I would like to use the experimental option that allows me to update a BigQuery schema when performing a load job.
我想使用允许我在执行加载作业时更新BigQuery架构的实验选项。
I'm using Dataflow and the built-in BigQueryIO.write from the SDK.
我正在使用Dataflow和SDK中的内置BigQueryIO.write。
I saw that with a JobConfigurationLoad.setSchemaUpdateOptions(ALLOW_FIELD_ADDITION) from the BigQuery API it's possible, but I can't find the equivalent with the BigQueryIO.
我从BigQuery API看到了一个JobConfigurationLoad.setSchemaUpdateOptions(ALLOW_FIELD_ADDITION),但是我找不到与BigQueryIO等效的东西。

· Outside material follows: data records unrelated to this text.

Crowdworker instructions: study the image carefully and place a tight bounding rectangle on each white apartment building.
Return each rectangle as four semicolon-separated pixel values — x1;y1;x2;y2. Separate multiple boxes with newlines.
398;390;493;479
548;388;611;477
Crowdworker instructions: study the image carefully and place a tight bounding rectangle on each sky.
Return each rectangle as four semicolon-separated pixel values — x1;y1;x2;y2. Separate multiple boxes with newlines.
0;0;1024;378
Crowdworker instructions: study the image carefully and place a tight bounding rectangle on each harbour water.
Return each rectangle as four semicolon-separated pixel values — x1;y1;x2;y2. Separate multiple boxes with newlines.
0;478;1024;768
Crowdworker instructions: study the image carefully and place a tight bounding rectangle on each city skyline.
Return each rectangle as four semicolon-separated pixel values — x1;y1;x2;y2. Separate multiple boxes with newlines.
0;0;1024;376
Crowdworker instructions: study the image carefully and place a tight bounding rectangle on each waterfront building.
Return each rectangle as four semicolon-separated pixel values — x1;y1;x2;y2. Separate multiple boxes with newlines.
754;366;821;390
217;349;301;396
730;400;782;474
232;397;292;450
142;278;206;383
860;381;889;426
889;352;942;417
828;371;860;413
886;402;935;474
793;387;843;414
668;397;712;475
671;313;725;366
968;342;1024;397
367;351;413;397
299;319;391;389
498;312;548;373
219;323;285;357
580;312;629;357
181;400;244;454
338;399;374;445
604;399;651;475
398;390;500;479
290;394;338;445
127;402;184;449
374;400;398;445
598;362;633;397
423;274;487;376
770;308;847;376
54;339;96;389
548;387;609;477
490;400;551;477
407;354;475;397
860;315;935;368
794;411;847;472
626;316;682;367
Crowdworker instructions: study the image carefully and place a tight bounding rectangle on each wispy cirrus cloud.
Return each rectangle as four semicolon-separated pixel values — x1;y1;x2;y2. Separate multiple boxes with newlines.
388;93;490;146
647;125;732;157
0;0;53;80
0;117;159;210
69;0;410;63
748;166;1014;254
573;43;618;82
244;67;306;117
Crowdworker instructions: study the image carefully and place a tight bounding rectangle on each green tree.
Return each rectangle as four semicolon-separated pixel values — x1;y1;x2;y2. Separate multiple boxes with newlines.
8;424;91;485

Does it exist somewhere or can I override some part in the BigQueryIO to do that ?
它存在于某个地方还是可以覆盖BigQueryIO中的某些部分来执行此操作?
Thank you very much,
非常感谢你,
1 个解决方案
#1
0
AFAIK, that experimental option is not yet exposed via the Dataflow/Beam APIs in BigQueryIO
, and it would not be a trivial task to override something in in that class - I wouldn't recommended going down that route.
AFAIK,该实验选项尚未通过BigQueryIO中的Dataflow / Beam API公开,并且在该类中覆盖某些内容并不是一项微不足道的任务 - 我不建议沿着那条路走下去。
One workaround I can think of would be to redirect your sink to GCS instead of BigQuery, and then perform a normal BigQuery load job(s) at the end of your pipeline. That way you can use the option.
我能想到的一个解决方法是将接收器重定向到GCS而不是BigQuery,然后在管道末端执行正常的BigQuery加载作业。这样你就可以使用该选项。
#1
0
AFAIK, that experimental option is not yet exposed via the Dataflow/Beam APIs in BigQueryIO
, and it would not be a trivial task to override something in in that class - I wouldn't recommended going down that route.
AFAIK,该实验选项尚未通过BigQueryIO中的Dataflow / Beam API公开,并且在该类中覆盖某些内容并不是一项微不足道的任务 - 我不建议沿着那条路走下去。
One workaround I can think of would be to redirect your sink to GCS instead of BigQuery, and then perform a normal BigQuery load job(s) at the end of your pipeline. That way you can use the option.
我能想到的一个解决方法是将接收器重定向到GCS而不是BigQuery,然后在管道末端执行正常的BigQuery加载作业。这样你就可以使用该选项。